For Perry, School Trumps Party and Politics
Familiar with the “never-always” problem? That’s when you lay down a hard and fast rule and then eat your words when an exception comes along.
Consider the case of Gov. Rick Perry and Anthony Buzbee, one of the governor’s newest appointees to Perry’s beloved Texas A&M University System Board of Regents.
A governor reliably in league with business leaders and groups that want to curtail civil litigation and awards — tort reformers, in the political parlance — has named one of the state’s most prominent trial lawyers — the folks on the other side of the fight — to a conspicuous and coveted post. It turned some heads, but nobody acted on it. Those most likely to take offense number themselves among Perry’s strongest supporters, like Texans for Lawsuit Reform. They were trapped in a state of situational outrage, about which they declined to comment.
The first thing to know is this: Buzbee, like Perry, is a big Aggie; that is the term of art for serious, boosterish, generous alums, whether they are Aggies, Bears, Horned Frogs or Longhorns. He ran as a Democrat for the Texas House, served as chairman of the Galveston County Democratic Party and contributed to numerous Democrats.
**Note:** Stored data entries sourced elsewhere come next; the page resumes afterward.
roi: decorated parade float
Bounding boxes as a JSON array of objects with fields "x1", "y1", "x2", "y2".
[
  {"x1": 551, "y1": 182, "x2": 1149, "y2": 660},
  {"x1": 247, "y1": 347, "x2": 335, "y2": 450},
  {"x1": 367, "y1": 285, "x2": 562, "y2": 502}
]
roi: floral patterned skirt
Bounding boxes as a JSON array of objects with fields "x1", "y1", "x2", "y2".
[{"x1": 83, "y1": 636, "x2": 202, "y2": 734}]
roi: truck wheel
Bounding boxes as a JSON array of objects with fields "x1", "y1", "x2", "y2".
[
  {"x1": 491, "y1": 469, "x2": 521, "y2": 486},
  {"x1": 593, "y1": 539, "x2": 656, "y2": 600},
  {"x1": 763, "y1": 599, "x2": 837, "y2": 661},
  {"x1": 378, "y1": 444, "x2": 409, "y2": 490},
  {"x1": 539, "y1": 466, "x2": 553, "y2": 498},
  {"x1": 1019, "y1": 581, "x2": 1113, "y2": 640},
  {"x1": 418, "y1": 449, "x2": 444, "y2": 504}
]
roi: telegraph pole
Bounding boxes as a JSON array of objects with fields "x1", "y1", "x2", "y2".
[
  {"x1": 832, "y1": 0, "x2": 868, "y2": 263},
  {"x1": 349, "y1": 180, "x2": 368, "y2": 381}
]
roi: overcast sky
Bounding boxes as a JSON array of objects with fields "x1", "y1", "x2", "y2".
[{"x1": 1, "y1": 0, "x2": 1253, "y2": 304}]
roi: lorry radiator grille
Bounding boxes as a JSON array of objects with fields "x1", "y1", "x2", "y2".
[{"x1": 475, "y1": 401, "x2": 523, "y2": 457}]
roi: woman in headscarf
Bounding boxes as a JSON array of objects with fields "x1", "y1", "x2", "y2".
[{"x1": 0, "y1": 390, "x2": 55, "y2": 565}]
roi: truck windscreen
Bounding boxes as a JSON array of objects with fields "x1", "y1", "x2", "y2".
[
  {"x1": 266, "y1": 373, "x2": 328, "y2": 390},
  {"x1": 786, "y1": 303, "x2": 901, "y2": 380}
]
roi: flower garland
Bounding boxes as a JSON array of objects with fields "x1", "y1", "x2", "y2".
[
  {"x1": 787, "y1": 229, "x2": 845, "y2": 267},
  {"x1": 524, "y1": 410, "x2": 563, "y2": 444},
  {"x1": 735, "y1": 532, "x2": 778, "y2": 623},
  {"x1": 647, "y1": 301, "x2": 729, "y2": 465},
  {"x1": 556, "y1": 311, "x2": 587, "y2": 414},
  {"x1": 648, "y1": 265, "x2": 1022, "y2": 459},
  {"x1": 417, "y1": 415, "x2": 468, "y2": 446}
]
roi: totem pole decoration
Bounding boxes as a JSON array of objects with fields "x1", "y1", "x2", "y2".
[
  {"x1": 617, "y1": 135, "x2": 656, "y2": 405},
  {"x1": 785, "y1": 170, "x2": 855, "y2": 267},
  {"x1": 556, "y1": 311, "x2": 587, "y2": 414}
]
He has contributed more than $200,000 to the Texas Trial Lawyers Association, which generally supports Democrats and is the primary opponent of efforts to restrain civil litigation and limit legal awards.
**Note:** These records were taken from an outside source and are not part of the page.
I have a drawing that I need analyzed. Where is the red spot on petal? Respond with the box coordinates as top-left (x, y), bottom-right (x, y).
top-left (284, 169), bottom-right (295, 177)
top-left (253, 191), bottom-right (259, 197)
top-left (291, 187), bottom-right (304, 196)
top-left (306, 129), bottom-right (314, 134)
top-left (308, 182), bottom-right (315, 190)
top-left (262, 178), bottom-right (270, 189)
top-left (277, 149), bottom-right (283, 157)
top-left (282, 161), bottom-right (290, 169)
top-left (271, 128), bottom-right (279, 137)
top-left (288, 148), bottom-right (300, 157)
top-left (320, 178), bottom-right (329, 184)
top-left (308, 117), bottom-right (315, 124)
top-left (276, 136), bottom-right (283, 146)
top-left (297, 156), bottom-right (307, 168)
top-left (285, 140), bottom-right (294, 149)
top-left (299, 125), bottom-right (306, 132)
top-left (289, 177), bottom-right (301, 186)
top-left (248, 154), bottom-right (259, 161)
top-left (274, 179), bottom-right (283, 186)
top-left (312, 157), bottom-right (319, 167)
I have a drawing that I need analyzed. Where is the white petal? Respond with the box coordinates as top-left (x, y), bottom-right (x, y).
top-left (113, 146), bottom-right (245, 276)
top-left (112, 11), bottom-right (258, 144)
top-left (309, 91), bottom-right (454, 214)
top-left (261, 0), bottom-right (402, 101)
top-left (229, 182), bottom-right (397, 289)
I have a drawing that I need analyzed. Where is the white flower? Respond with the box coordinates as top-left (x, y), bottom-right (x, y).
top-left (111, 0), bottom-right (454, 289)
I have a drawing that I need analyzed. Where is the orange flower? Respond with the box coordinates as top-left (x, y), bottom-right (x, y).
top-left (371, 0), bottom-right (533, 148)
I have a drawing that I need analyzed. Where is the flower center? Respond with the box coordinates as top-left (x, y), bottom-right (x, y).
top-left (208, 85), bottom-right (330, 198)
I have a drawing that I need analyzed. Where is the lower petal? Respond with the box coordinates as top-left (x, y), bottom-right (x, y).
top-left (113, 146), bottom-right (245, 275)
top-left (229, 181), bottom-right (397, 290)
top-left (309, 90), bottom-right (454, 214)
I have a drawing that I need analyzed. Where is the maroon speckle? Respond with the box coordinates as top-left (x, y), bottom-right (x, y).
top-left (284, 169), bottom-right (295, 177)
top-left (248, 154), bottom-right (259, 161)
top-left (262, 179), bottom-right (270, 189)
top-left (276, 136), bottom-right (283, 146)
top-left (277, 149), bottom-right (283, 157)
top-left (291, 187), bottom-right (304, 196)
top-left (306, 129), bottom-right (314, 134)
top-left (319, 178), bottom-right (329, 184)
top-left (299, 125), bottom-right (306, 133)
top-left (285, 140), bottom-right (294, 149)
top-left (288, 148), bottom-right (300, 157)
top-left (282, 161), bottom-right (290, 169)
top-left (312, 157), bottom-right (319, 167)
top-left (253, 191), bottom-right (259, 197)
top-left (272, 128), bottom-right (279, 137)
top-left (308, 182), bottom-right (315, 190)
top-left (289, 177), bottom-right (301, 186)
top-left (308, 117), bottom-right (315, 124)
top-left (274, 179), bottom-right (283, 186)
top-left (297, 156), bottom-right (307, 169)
More recently, he has become a significant donor to Perry, having tossed $250,000 to the political action committee formed in support of the Republican governor’s presidential bid, and more than $73,000 to the governor’s state political accounts last year. He has served as an adviser, coaching the governor after stumbling and unprepared showings in the early presidential debates.
And Buzbee is a big, mean, ambitious, tenacious, fire-breathing Texas trial lawyer. Really big. Poster boy big. The kind of guy who draws arrows from tort reformers — people like, for instance, Perry.
Governors have been rewarding generous and loyal supporters since the invention of governors and generous and loyal supporters. No news there.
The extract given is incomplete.